Couple this with the lure of the jihad Syria — heightened especially with the lack of international involvement and daily horrific images of the slaughter by Assad’s regime — and Shaikh said the circumstances of Dirie’s death shouldn’t come as a surprise.
Robert Nuttall, Dirie’s lawyer during the Toronto 18 trial, said he was saddened and surprised to hear about his former client’s death.
Nuttall, reached by phone Wednesday, said he had not been in contact with the Dirie family for years.
Dirie was born in Somalia on Aug. 10, 1983, coming over to Canada when he was 7.
In a 2003 Star piece on a woodworking employment program, a 19-year-old Dirie is featured learning carpentry skills.
The young Dirie said he had his eye on a college program to become an X-ray technician, with his paycheques going toward savings and rent.

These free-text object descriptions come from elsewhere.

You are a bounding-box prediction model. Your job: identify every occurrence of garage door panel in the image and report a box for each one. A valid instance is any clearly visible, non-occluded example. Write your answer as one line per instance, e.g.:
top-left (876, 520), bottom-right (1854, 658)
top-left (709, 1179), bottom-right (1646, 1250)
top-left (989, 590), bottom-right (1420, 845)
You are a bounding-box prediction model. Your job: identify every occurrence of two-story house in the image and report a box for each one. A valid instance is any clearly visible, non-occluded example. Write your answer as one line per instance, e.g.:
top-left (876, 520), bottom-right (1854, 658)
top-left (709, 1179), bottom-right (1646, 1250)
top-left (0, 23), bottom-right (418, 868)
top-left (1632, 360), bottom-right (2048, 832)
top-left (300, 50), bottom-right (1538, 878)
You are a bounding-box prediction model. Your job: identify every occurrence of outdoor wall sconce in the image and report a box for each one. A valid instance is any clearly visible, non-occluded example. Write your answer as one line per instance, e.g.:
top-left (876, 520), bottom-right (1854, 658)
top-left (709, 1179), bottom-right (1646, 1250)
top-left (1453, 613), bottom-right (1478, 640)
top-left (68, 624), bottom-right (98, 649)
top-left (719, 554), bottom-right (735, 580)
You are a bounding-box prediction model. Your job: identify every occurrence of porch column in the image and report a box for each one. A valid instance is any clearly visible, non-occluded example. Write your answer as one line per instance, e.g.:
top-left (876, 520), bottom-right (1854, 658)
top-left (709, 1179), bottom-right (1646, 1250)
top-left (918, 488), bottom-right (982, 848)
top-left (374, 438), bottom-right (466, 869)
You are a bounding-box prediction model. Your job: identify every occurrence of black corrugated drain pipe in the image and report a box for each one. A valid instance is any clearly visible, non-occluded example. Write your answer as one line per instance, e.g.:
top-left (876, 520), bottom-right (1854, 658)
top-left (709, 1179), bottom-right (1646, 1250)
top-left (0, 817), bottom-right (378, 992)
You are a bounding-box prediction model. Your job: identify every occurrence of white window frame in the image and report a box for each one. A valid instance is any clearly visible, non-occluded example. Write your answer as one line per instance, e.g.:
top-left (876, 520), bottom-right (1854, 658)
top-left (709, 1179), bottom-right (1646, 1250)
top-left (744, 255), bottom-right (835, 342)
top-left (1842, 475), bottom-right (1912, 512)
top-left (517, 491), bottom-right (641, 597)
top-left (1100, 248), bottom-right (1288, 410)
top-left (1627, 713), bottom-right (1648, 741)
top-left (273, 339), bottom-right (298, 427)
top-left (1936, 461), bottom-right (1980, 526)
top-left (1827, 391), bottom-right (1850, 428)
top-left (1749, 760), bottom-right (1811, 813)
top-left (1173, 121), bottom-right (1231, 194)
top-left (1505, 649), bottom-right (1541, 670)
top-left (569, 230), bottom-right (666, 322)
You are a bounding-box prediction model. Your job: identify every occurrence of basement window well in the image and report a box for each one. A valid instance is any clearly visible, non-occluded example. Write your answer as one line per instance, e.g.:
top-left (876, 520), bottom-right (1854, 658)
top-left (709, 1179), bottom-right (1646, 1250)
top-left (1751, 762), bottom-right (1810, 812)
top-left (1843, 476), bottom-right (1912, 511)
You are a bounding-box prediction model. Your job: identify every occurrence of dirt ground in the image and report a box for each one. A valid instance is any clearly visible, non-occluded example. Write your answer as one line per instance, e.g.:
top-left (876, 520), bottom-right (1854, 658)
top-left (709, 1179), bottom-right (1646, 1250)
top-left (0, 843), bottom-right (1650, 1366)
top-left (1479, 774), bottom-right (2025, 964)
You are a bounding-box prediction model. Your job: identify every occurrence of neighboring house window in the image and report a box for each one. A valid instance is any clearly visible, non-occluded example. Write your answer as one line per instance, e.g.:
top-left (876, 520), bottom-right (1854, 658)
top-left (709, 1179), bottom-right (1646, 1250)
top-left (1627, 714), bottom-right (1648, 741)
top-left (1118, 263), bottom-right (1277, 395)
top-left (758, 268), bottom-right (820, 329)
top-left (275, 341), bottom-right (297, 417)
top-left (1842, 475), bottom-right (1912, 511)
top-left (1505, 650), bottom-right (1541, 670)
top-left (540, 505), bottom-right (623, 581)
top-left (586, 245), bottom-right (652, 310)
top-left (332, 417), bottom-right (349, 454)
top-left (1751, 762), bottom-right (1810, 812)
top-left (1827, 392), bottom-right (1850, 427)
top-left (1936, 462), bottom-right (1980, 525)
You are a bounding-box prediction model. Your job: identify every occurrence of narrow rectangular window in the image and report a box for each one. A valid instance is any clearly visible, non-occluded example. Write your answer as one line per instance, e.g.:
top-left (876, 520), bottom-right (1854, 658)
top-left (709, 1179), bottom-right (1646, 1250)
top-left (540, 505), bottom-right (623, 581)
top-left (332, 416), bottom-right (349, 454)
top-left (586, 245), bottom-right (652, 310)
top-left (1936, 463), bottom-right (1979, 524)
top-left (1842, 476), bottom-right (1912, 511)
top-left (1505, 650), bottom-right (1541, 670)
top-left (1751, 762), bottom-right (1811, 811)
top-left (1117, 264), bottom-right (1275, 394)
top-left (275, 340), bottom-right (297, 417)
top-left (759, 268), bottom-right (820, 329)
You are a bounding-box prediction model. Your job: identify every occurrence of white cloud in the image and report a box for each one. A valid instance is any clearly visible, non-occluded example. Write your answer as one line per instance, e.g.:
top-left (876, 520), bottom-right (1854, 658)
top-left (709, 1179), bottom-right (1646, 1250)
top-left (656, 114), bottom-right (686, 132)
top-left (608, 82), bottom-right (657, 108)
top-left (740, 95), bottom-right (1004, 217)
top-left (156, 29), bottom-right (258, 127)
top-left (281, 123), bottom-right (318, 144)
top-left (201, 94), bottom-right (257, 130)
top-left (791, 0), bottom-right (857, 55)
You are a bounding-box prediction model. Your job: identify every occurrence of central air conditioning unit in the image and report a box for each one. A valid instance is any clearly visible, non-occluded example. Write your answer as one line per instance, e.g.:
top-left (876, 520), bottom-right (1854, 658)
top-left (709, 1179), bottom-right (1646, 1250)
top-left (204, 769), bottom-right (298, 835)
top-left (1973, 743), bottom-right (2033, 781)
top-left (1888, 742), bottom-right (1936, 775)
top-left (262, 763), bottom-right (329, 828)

“Life was very stressful for me – just thinking about how to pay the bills,” he told the Star about struggling to find a job.
“I was totally lost. Now, I’m on the right track.”
Dirie was arrested in 2005 at the U.S. border trying to re-enter Canada with two loaded handguns taped to his thighs. He pleaded guilty to importing and possession of firearms and ammunition and was sentenced to two years.
In prison, he conspired on how to obtain weapons for members of the Toronto 18 plot, even receiving a package of books and CDs dubbed a “Qur’an kit.”
It contained hidden violent videos of attacks and bombings of military personnel. One, titled “Return of the Crusaders,” featured scenes of injured women and children in Iraq and mosque bombings. It included a clip of Osama bin Laden calling for terrorist attacks.